Just as the Hancock wears its support pieces like a bandit's guns, on the outside, visitors to Tilt! can see the giant nuts and bolts and the heavy beams doing the work of keeping them safe; they can touch a glass panel that shows what the three-layer, tempered, laminated structural glass used in the windows is like.
Designers at Willis' Skydeck Ledge seemed to want to invite people to walk out into the air. Although the Willis structures, too, are movable boxes anchored within the boundary of the building, the part that juts out, that you walk out onto, seems to challenge you to find the support pieces. In these terrariums for the trusting, there's an illusion of danger.
Tilt!, on the other hand, wears its engineering on its sleeve, coming across as a more mechanised thing, as, dare we say it, a slow-motion thrill ride.
Apparently, we do not dare. "We tend not to use the 'R' word. We call it an 'experience,'" said Jennifer Hesser, 360 Chicago's director of operations and one of the people who guided the Tribune and NBC's "Today Show" through the first media experiences, Wednesday morning.
There was a ribbon-cutting Thursday morning, after which, word has it, members of the public would be able to start tilting even in advance of the official opening Saturday.
The experience lasts maybe 5 minutes in the Tilt! area along the observatory's south wall, and 75 or so seconds in the mechanism itself. The charge is US$5 (NZ$5.8) extra atop standard 360 entrance fees of US$18 for adults, US$12 for children 3-11. (The US$5 is an introductory rate; to be determined are how long it will last and what the normal charge will be.)
Officials at 360 Chicago, purchased by the French attraction operator Montparnasse 56 in 2012, said Tilt! is not a direct response to Willis introducing the Ledge. But, come on.
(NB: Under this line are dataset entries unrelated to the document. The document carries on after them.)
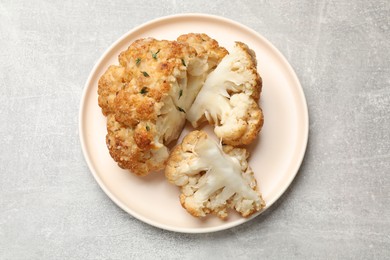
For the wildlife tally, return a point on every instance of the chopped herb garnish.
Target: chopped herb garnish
(144, 90)
(154, 55)
(180, 109)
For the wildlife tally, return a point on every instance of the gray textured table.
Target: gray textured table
(337, 207)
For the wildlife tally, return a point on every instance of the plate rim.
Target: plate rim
(305, 117)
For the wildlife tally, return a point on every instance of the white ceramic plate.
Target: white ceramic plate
(275, 157)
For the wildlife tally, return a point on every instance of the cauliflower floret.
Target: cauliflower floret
(229, 98)
(145, 99)
(213, 180)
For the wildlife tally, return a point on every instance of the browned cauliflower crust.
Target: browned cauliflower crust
(229, 98)
(145, 99)
(205, 47)
(213, 180)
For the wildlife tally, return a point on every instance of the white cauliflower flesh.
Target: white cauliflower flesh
(213, 180)
(229, 98)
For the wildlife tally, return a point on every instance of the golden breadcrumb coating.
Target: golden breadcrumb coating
(145, 99)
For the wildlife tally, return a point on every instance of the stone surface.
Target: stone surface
(338, 205)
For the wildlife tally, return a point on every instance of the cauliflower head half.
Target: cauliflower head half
(213, 179)
(146, 96)
(229, 98)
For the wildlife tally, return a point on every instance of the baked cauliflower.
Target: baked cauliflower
(229, 98)
(145, 99)
(213, 180)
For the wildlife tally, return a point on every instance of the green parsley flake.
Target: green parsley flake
(154, 55)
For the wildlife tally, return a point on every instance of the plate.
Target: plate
(275, 156)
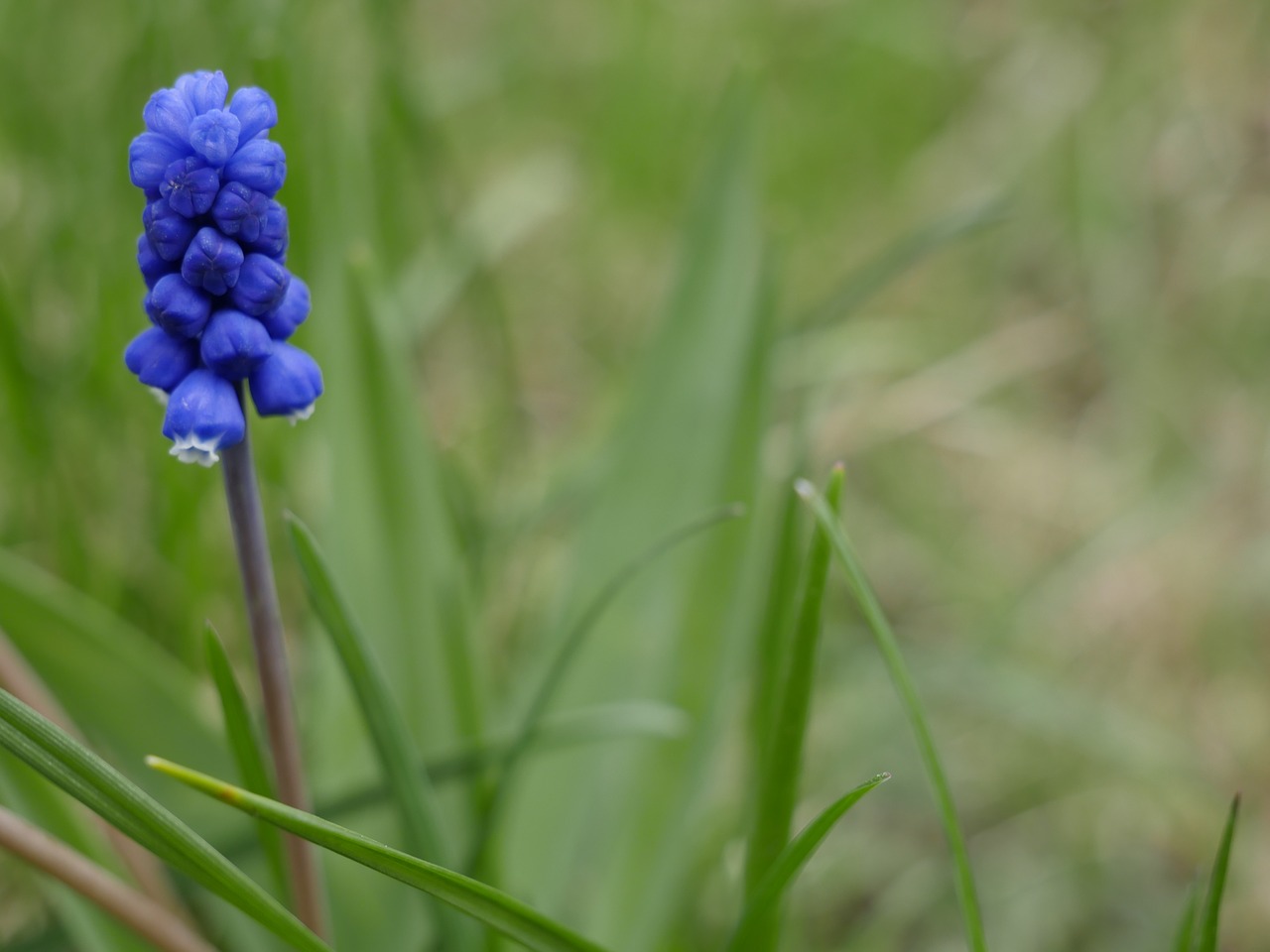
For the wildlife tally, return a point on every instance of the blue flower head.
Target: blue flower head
(221, 301)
Planning began "a few" years ago, with work "in earnest" starting about 18 months ago, said Nichole Williamson, 360 Chicago's general manager.
"There was a desire to try to create an interactive way to experience the views," said Williamson. "Our position is that having two observation decks in two iconic buildings with two different experiences speaks to the city's character of innovation."
And having Tilt! in 360 Chicago means tourists are more likely to visit there, rather than go to the Signature Lounge one floor above and look at the views from that establishment for the price of a cocktail.
Shortly before lunchtime on Wednesday, representatives from the Chicago office of the big engineering company Thornton Tomasetti also came by for an advance look at Tilt! - fitting because their firm had designed it.
"So is it a little better than the mock-up?" asked John Peronto, one of the structural engineers who worked closely on the project, as a group of his colleagues tried out Tilt!, some facing forward and streetward, some leaning back against the glass to look up at the top of the Hancock.
"It's almost like we were designing a piece of construction equipment that we were putting into place," said Christian DeFazio, another of the Thornton Tomasetti engineers on the project. "It was not a textbook scenario, by any means. When you are literally putting people outside the building, there's an extra fear factor in your design."
And DeFazio should know because, well, "I'm terrified of heights," he said.
Yet when he first tried Tilt! - built at TrussWorks International in Anaheim, California. - "I felt confident getting into it," said DeFazio. "I knew I was in good hands."
It took me a little longer. At first, everything seemed wrong and dangerous, and my moves were tentative, ginger, even though I knew, intellectually, that nothing I could do would make one whit of difference.
By the end of an hour of seeing it in operation, I was jumping in and out of the bays. Still, I was grateful that they hadn't decided to call this non-ride, say, Tilt-a-Whirl! Just plain tilting was plenty.